Up the street lived the Plames. Mother, father, daughter. A few years ago I learned from my mother that Mr. Plame had developed the land and had built the ten or so houses, including ours. He had been a retired officer of the U.S. Air Force, his last years spent in Alaska.

“Hmm”, I thought, most likely Strategic Command, where the U.S. had long-rang bombers stationed in case of war with the Soviet Union. Then I read in the newspaper and online about Valerie Plame. The name was immediately familiar to me. Valerie attended grade school with my youngest brother, Tom. Valerie Plame: exposed (perhaps by the U.S. government itself) as a CIA undercover agent. Her husband, an American diplomat, was openly skeptical of the reasons the Bush administration took the country to war in Iraq.

Like most American families we were very active as children, which continued into high school. School, sports, visiting friends, all possible in the suburbs thanks to cars. As soon as three or four of us had our drivers licences we had three or four cars.
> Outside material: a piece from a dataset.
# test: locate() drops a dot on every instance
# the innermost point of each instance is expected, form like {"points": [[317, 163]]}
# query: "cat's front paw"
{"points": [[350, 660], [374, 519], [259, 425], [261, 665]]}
This was the 1960s and 70s. One can imagine how much energy we used: water, electricity, gasoline, packaging for all sorts of products. And we were just one of millions of similar families. “Don’t be wasteful” was only every said in terms of food. That’s what the suburbs in the U.S. were (and are still) like.

 Cheap energy is the motor of American society.

They were built quickly. They had no center, no village old town. There was open land. Streets were built. Houses were built. Developments they were called. Whenever my mother visited Germany she marveled at the elderly women riding their bicycles from their apartment houses to the various stores. We did not grow right in the U.S., not thoughtfully. I doubt that there was a discussion back then among town, city or civic planners about how to grow (expand) intelligently, not only in the sense of impact on the environment, but also in terms of quality of life.

The two are not mutually exclusive: growth and quality of life. Jimmy Carter made an attempt in his speech Energy and the National Goals – A Crisis of Confidence on July 15, 1979. He spoke about limits, about energy policy. Carter was criticized heavily. Energy is the motor of American society. It makes our life simpler and more comfortable. In the last years, however, we have realized that we need to make some changes. Gasoline prices have climbed steadily over the years. The second Iraq War did not go well, to put it mildly. Russia uses natural gas as a weapon against the Ukraine and as a lever against Western Europe.

Dramatic environmental catastrophes have become a yearly – often monthly – occurrence: Hurricane Katrina, the forest fires in California and the Southwest, hurricanes in Florida, the rapid changes in temperatures. Think of the impact on the ozone layer by air conditioning set on high and running from April until October in countless homes, schools and office buildings in the states of the Southeast stretching across the Southwest to the Pacific Coast.

My goodness, what does it cost to heat those places?”, my mother always asks whenever we drive by so-called McMansions in the Philadelphia area, the houses built during the boom years of the 1990s: oversized, ugly, without style or character or imagination. Neureiche (noveau riche, new rich). Yes, people can do as they please with their money. Yes to private property. But individual interests often have impact on collective interests.